Sam partit dans un grand rire avant de sortir des aliments du sac. C'était jour de fête aujourd'hui, apparemment. Il sortit une pâte brisée ainsi que du lait, du fromage et un mélange de choux fleurs et brocolis. Andy saliva mentalement en voyant le schéma qu'aurait le repas. Une quiche. Même si les légumes n'étaient pas ses préférés, lorsque Sam la faisait, il se régalait à chaque fois.
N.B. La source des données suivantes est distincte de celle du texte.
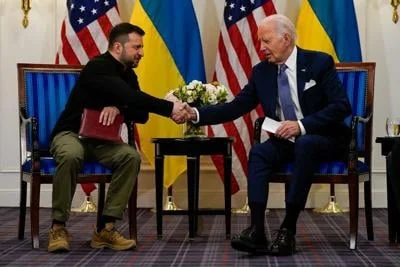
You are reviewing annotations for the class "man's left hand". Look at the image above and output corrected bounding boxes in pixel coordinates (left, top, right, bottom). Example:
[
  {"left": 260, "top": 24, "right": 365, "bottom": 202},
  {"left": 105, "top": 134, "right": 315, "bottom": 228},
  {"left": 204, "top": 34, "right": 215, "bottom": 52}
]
[
  {"left": 275, "top": 121, "right": 301, "bottom": 140},
  {"left": 99, "top": 106, "right": 119, "bottom": 126}
]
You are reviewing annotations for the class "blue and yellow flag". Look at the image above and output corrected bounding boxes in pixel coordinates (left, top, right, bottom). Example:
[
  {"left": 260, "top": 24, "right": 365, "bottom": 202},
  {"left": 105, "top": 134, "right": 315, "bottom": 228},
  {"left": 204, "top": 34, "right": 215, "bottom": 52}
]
[
  {"left": 130, "top": 0, "right": 205, "bottom": 187},
  {"left": 296, "top": 0, "right": 362, "bottom": 62}
]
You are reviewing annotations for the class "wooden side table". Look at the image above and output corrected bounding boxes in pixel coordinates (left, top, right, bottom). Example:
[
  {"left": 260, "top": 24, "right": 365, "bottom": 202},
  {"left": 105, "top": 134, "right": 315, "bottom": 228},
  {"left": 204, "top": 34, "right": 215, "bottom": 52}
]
[
  {"left": 152, "top": 137, "right": 233, "bottom": 239},
  {"left": 375, "top": 137, "right": 400, "bottom": 244}
]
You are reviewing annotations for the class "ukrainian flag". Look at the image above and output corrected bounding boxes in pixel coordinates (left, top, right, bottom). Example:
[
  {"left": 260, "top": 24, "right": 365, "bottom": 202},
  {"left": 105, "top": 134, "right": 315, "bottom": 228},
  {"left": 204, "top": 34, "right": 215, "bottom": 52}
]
[
  {"left": 296, "top": 0, "right": 361, "bottom": 62},
  {"left": 130, "top": 0, "right": 205, "bottom": 187}
]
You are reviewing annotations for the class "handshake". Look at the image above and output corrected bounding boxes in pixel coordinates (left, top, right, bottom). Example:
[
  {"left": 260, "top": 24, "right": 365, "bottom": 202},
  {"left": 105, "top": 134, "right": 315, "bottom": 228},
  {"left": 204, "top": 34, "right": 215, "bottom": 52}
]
[{"left": 171, "top": 101, "right": 197, "bottom": 124}]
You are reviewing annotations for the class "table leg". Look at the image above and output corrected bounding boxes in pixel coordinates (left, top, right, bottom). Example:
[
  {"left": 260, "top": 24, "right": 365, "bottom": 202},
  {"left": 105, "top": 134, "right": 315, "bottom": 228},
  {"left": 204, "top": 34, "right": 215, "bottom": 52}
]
[
  {"left": 386, "top": 156, "right": 396, "bottom": 243},
  {"left": 224, "top": 154, "right": 232, "bottom": 239},
  {"left": 187, "top": 156, "right": 198, "bottom": 239},
  {"left": 155, "top": 153, "right": 164, "bottom": 239},
  {"left": 194, "top": 156, "right": 200, "bottom": 235}
]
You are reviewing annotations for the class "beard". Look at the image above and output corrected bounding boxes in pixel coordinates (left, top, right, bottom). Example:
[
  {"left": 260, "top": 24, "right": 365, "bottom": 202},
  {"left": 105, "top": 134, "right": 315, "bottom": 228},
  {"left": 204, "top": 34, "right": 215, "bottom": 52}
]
[{"left": 121, "top": 52, "right": 141, "bottom": 68}]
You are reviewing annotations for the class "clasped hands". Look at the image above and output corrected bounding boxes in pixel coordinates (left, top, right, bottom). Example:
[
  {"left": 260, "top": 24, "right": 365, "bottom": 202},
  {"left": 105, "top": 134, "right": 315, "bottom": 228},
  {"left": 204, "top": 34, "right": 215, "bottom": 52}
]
[{"left": 171, "top": 101, "right": 197, "bottom": 124}]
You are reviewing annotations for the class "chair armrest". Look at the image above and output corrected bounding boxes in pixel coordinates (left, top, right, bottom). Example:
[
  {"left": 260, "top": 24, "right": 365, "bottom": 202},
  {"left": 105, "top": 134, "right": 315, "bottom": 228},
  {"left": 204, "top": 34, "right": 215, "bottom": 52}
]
[
  {"left": 348, "top": 113, "right": 372, "bottom": 172},
  {"left": 19, "top": 110, "right": 40, "bottom": 173},
  {"left": 125, "top": 120, "right": 137, "bottom": 148},
  {"left": 253, "top": 117, "right": 265, "bottom": 144}
]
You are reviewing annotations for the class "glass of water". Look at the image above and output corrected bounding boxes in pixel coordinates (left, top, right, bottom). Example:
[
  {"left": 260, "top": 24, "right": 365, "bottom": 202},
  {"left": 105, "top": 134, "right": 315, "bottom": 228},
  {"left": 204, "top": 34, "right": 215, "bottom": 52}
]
[{"left": 386, "top": 117, "right": 400, "bottom": 136}]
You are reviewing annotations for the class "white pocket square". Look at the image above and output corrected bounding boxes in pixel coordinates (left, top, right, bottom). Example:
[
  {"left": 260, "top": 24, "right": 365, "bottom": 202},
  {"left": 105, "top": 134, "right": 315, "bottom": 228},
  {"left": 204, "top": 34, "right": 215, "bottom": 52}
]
[{"left": 304, "top": 80, "right": 317, "bottom": 91}]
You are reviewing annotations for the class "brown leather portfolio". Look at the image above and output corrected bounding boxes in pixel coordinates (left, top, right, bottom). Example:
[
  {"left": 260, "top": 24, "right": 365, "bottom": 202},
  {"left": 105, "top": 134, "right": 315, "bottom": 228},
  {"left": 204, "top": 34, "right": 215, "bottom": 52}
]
[{"left": 79, "top": 108, "right": 124, "bottom": 142}]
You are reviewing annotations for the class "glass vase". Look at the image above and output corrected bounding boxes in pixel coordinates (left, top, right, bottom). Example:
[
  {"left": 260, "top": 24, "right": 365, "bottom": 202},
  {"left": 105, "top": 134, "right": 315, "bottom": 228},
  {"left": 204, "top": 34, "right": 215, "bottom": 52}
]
[{"left": 183, "top": 122, "right": 206, "bottom": 138}]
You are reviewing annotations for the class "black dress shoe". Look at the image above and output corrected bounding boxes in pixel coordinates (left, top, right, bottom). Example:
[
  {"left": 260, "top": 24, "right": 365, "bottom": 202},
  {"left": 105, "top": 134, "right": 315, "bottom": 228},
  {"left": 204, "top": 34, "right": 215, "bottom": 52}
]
[
  {"left": 231, "top": 226, "right": 268, "bottom": 254},
  {"left": 269, "top": 228, "right": 296, "bottom": 256}
]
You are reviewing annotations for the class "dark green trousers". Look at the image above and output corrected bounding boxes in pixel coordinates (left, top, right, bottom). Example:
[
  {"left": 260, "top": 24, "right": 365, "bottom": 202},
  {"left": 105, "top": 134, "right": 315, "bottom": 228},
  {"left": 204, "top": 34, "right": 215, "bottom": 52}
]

Il se mit donc à faire l'appareil a quiche, en suivant la recette que le métis lui avait mis sous le nez. Son colocataire n'avait jamais besoin de recettes, car tout était dans sa tête, mais vu qu'il ne savait pas faire cuire un œuf sans le cramer, ils préféraient qu'il suive quelque chose d'écrit. Sur la feuille, l'écriture penchée de Sam courait sur les lignes.
— Au fait, tu passes noël où, cette année ? demanda subitement Sam.
Andy faillit dépasser le trait de mesure pour le lait.
— Je ne sais pas... je n'ai pas très envie de rentrer cette fois. Peut-être tout seul.
— On fait un noël entre amis, tu voudrais te joindre à nous ?
— Ce n'est pas en famille, normalement ? répliqua Andy, concentré.
— Si, mais mes parents vont dans les îles, alors que ceux de Zoé sont je ne sais trop où. Elle n'a pas envie d'y aller. Après, je sais que Liam est seul, lui aussi. On s'est donc dit qu'on pourrait faire un petit quelque chose ensemble. Tu ne les connais pas vraiment, mais pourquoi pas ? Je ne veux pas que tu sois seul un jour de fête, tenta Sam.
— Pourquoi ? Je ne vais pas me pendre ce jour-là ! rigola le blond.
— Je sais, argua immédiatement Sam. Mais je trouve ça triste.
— D'accord ! Je vais sérieusement y réfléchir ! Je te le promets ! dit Andy.
Le sourire qui envahi le visage de Sam fut immense. Encore plus que lorsqu'il était entré dans l'appartement. Andy trouvait cet engouement plutôt curieux. Ils ne se connaissaient pas plus que ça, depuis deux mois et demi, mais il avait presque l'impression que Sam mettait un point d'honneur à ce qu'il ne se sente pas seul. Réalisant cela, il versa son mélange dans la pâte brisée déjà misa dans le moule par Sam.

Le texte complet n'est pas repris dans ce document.